The Guardian reports Amazon’s founder Jeff Bezos, who has a net worth of over $210 billion, has told staff as part of an all-hands meeting the online retail and software company was in no way ‘too big to fail’ in response to a question about the fate of fellow US retailer Sears, which filed for bankruptcy in October.
“Amazon is not too big to fail … In fact, I predict one day Amazon will fail. Amazon will go bankrupt.

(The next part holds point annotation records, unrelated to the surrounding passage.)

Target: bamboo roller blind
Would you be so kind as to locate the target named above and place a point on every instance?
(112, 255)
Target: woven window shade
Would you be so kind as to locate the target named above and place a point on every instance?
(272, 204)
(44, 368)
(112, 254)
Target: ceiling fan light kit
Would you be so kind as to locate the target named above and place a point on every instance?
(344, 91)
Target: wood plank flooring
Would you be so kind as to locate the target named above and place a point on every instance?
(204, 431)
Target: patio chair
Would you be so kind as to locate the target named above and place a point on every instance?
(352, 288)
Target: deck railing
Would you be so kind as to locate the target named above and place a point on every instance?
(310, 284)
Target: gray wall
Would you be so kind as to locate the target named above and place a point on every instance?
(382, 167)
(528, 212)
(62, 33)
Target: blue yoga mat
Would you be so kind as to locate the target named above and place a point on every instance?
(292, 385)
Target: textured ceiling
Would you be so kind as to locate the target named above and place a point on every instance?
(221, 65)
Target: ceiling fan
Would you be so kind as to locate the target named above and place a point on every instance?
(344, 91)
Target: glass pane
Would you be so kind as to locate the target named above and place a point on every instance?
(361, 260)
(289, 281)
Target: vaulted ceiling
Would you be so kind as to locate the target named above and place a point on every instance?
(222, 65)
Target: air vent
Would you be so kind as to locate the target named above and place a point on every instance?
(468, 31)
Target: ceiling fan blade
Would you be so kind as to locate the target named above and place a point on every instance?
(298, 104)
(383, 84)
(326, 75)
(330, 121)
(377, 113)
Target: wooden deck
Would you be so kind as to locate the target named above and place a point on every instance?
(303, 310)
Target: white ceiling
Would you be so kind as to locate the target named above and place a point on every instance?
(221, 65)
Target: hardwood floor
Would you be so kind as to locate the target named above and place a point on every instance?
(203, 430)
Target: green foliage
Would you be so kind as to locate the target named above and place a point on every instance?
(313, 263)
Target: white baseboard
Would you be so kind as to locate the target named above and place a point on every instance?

If you look at large companies, their lifespans tend to be 30-plus years, not 100-plus years,” Bezos reportedly told his staff.
According to the successful entrepreneur, in order to avoid this apparent inevitability for as long as possible, the company would need to “obsess” over customers rather than itself.
“If we start to focus on ourselves instead of focusing on our customers, that will be the beginning of the end,” he reportedly said.
“We have to try and delay that day for as long as possible.”
Amazon’s Australian launch at the end of 2017 was highly anticipated and feared by local retailers and industry leaders alike, however, the company’s foray into the local markets has been more puff than pow so far, with consumers less than impressed with current offerings.
Small businesses have also felt hard done by when it comes to the retailer, with some saying their sales on the platform have been paltry when compared to existing local marketplaces such as eBay. The company has also come under fire for its alleged treatment of warehouse workers, which was described as a “hellscape”.
The company made a $9 million dollar loss in Australia in the 2017 financial year.
However, this hasn’t deterred the business from launching new features Down Under, opening a new fulfilment centre in Sydney and launching a new online fashion store and catalogue for Aussie shoppers.